Si el mundo esperaba otro disco accesible después de Transformer, Reed ciertamente lo decepcionó: Berlin (1973) es la desgarradora historia de una pareja de junkies en la que hay niños que lloran, un suicidio, todo mal... Y así y todo, ese disco conceptual producido por Bob Ezrin es otra obra maestra de Reed. El álbum recién fue tocado en vivo y en orden más de treinta años después de su salida. Ese patrón de “disco comercial” versus “obra artística difícil de digerir” se repetiría más adelante en la carrera de Reed, lo que quizás haya boicoteado sus posibilidades de ventas, pero que ciertamente estableció sus credenciales como artista que se cagaba en las concesiones.
Reed hizo giras en las que simulaba inyectarse mientras cantaba “Heroin”. Se tiñó el pelo de rubio.
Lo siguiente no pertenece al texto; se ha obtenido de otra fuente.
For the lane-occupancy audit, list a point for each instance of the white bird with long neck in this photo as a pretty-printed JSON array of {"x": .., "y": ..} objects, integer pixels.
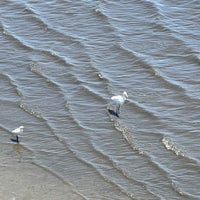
[
  {"x": 118, "y": 101},
  {"x": 17, "y": 131}
]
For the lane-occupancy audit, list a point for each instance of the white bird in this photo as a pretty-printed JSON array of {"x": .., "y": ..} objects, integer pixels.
[
  {"x": 17, "y": 131},
  {"x": 118, "y": 101}
]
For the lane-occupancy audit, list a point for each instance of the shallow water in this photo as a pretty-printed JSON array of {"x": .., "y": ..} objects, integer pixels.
[{"x": 61, "y": 61}]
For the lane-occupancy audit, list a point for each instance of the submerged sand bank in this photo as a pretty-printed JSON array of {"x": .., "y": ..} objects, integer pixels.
[{"x": 26, "y": 181}]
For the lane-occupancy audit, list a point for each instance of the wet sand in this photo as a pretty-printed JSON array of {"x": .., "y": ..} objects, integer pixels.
[{"x": 23, "y": 180}]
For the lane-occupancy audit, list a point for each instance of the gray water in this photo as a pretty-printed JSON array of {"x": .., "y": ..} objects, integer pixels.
[{"x": 61, "y": 61}]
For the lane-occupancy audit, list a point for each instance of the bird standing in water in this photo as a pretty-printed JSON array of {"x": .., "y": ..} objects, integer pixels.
[
  {"x": 16, "y": 132},
  {"x": 118, "y": 101}
]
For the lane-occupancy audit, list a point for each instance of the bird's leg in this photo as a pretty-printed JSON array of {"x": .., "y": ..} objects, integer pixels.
[
  {"x": 17, "y": 139},
  {"x": 117, "y": 110}
]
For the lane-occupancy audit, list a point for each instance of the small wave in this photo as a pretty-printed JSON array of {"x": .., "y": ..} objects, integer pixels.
[{"x": 170, "y": 145}]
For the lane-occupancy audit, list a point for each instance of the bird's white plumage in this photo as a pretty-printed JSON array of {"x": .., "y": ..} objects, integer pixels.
[
  {"x": 119, "y": 100},
  {"x": 18, "y": 130}
]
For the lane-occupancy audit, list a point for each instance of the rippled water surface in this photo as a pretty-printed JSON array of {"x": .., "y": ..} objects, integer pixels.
[{"x": 61, "y": 61}]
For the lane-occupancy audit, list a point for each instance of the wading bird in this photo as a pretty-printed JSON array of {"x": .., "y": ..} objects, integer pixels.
[
  {"x": 118, "y": 101},
  {"x": 16, "y": 132}
]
Bajó a tierra. Dejó las drogas. Volvió a las drogas. Volvió a dejarlas. Estuvo en pareja con una transexual. Se dejó ganar por la vida burguesa. Se casó con una fan. Reapareció como poeta rockero. La muerte de Andy Warhol lo llevó a juntarse con John Cale, lo que desembocó en un regreso bastante pobre (en términos artísticos) de Velvet Underground. Se divorció. Puteó a los republicanos y a los más extremos los acusó de incestuosos. Se casó con la cantante y artista multimedia Laurie Anderson. Grabó un disco basado en Edgar Allan Poe, otro para hacer tai chi y uno con Metallica.
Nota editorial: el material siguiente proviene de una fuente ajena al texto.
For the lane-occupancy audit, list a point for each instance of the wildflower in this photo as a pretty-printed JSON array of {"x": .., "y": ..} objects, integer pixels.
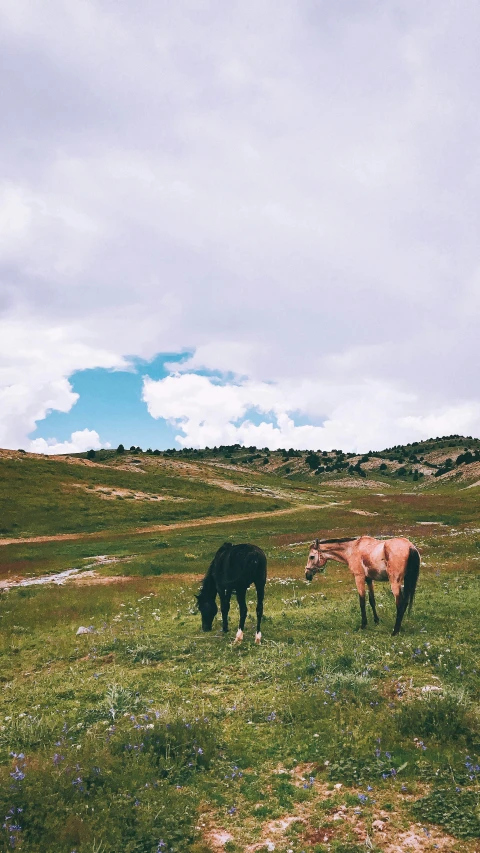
[{"x": 17, "y": 774}]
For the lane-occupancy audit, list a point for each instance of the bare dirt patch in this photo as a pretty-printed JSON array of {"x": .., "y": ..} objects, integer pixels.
[
  {"x": 91, "y": 578},
  {"x": 109, "y": 494},
  {"x": 420, "y": 840},
  {"x": 351, "y": 483}
]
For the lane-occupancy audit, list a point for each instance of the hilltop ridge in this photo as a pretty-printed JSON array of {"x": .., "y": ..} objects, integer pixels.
[{"x": 448, "y": 457}]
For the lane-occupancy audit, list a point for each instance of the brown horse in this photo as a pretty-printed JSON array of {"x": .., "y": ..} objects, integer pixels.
[{"x": 369, "y": 559}]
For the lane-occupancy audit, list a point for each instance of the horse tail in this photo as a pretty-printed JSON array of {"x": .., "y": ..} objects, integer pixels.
[{"x": 411, "y": 577}]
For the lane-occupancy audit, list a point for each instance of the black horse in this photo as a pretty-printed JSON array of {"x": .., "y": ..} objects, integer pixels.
[{"x": 233, "y": 568}]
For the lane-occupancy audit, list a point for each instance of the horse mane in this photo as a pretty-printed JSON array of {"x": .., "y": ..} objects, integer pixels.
[{"x": 208, "y": 583}]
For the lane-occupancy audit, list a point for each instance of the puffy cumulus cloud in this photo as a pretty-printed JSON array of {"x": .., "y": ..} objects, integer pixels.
[
  {"x": 34, "y": 364},
  {"x": 208, "y": 413},
  {"x": 287, "y": 193},
  {"x": 80, "y": 441}
]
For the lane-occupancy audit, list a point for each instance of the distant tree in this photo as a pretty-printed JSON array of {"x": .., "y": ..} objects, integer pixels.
[{"x": 312, "y": 460}]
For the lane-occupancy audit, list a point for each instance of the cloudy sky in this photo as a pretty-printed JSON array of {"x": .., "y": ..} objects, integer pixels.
[{"x": 252, "y": 221}]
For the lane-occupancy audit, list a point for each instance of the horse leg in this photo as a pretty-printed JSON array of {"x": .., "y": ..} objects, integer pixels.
[
  {"x": 401, "y": 605},
  {"x": 225, "y": 596},
  {"x": 260, "y": 596},
  {"x": 371, "y": 598},
  {"x": 360, "y": 584},
  {"x": 242, "y": 603}
]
Y en el medio, dejó otra cantidad de obras de una altura difícil de empardar. Por ejemplo, Metal Machine Music (’75), que también es difícil de escuchar: un vinilo doble cuyas cuatro caras solamente contienen ruido blanco y manipulaciones electrónicas. “No hay paneos. No hay sincronización. No”, decía en una suerte de manifiesto el sobre interno de ese álbum que tantos fueron a devolver y que el crítico Lester Bangs declaró el mejor disco de la historia. O The Blue Mask (’78), con una dupla de guitarras impresionante junto a Robert Quine. Y, claro, el enorme New York (’89), en el que retrató como nadie el esperpento del final de la era Reagan-Bush. Y “Magic and Loss” (’92), sobre cómo lidiar con la enfermedad y las pérdidas. Y hasta Ecstasy (2000), que lo trajo a Buenos Aires por segunda vez (la primera había sido en 1996, para la presentación de Set the Twilight Reeling; volvió en 2008 para acompañar a su esposa en un par de temas).
En 1987, hablando sobre su carrera con un periodista de RollingStone, Reed dijo una frase que puede sonar pedante, pero que no está exenta de realidad: “Siempre pensé que si se la veía como un libro, entonces ahí tenés la Gran Novela Norteamericana, cada disco como un capítulo. Están todos en orden cronológico. Agarrá todo, apilalo y escuchalo en orden: ahí está mi Gran Novela Norteamericana”. ¿Habrá sido una tardía justificación para su mentor Delmore Schwartz, que odiaba el rock? ¿O el arrepentimiento por no haber cumplido su sueño juvenil de consagrarse como escritor? Como fuera, su obra, amplificada por el poder de la música, trasciende esas carencias. Pero la idea de escucharla en orden sí tiene sentido. Tal vez sea la mejor manera de despedir a un artista tan crucial que, a pesar de haber sido acusado de convertir a varias generaciones en zombies drogones, les salvó la vida a unos cuantos. Igual que le pasó a él cuando el rock’n’roll le llegó desde la radio.
(semblanza de Roque Casciero tomada íntegra del sitio "página/12".)